Alleine sein ist nur solange schön, bis man es muss
Prinzipiell kein Problem, ich bin gerne zuhause. Ich habe ein – wie ich finde – schönes Zuhause und fühle mich sehr wohl. Ich bin auch gerne mal alleine. Aber nur solange ich es aus freien Stücken will und nicht mehr so sehr, wenn ich es muss. Ein Glück wohne ich in Wien nicht alleine, sondern habe zwei tolle Mitbewohner. Oder hatte. Sinah, die auch aus Deutschland kommt und ein Praktikum bei Austrian Airlines in Wien machte, verlor aufgrund der aktuellen Situation – Flugreisen sind ja bekannterweise gerade wenig profitabel – ihren Praktikumsplatz. Sie ist am Montag nach Hause gefahren. Und da waren wir nur noch zu zweit. Christopher kommt aus New York und forscht mit einem Fulbright-Stipendium an der Uni Wien. Auch er befürchtet, nach Hause fliegen zu müssen, falls die Situation sich weiter zuspitzt.

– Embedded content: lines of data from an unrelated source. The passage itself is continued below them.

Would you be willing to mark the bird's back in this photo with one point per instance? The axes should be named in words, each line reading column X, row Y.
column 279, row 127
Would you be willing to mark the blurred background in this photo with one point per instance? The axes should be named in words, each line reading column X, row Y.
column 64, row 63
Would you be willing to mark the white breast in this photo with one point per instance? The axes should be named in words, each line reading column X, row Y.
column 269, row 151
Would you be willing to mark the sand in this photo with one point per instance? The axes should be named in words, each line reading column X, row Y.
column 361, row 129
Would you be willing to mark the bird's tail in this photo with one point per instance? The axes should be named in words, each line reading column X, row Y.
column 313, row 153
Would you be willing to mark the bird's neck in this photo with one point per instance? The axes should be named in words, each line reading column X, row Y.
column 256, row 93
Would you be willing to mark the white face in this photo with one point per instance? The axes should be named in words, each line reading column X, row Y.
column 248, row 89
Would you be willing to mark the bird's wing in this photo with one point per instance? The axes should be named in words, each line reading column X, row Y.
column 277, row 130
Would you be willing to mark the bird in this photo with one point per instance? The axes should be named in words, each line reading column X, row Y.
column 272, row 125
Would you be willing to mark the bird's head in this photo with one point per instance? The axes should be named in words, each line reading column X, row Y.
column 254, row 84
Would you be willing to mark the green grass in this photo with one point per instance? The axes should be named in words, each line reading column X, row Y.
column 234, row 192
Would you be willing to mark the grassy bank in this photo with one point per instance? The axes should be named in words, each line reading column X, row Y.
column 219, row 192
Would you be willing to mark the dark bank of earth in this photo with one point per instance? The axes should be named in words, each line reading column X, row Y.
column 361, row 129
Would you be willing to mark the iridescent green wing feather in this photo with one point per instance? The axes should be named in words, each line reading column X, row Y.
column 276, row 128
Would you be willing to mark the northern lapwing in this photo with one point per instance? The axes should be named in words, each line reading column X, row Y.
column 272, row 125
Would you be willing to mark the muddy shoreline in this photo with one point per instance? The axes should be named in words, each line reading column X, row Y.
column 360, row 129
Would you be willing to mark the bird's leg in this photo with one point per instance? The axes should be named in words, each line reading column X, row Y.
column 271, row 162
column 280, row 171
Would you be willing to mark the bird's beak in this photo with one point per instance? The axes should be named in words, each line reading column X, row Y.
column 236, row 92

One Way Ticket nach Berlin
Ich habe mich also gewissermaßen darauf eingestellt, die nächsten Wochen ganz alleine zu verbringen. Immerhin wäre mein Freund Kai, den ich nun seit fast zwei Monaten nicht gesehen habe, dieses Wochenende zu mir nach Wien gekommen. Das war allerdings auch hinfällig, als wegen der Corona-Krise die deutsch-österreichische Grenze geschlossen, sämtliche Flugverbindungen eingestellt und seine Flüge gestrichen wurden. Da ich ihn aber unbedingt sehen wollte und wir, wenn wir schon zuhause bleiben müssen, das viel schöner gemeinsam tun können, habe ich den Entschluss gefasst: „Wenn er nicht zu mir kommen kann, komme ich zu ihm.“ Als deutsche Staatsbürgerin habe ich schließlich immer die Möglichkeit, nach Hause zu kommen. Also habe ich – spontan wie ich sonst nie bin – einen Zug nach Berlin gebucht, damit wir diese Zeit gemeinsam bestreiten können. Ein One-Way-Ticket – erstmal.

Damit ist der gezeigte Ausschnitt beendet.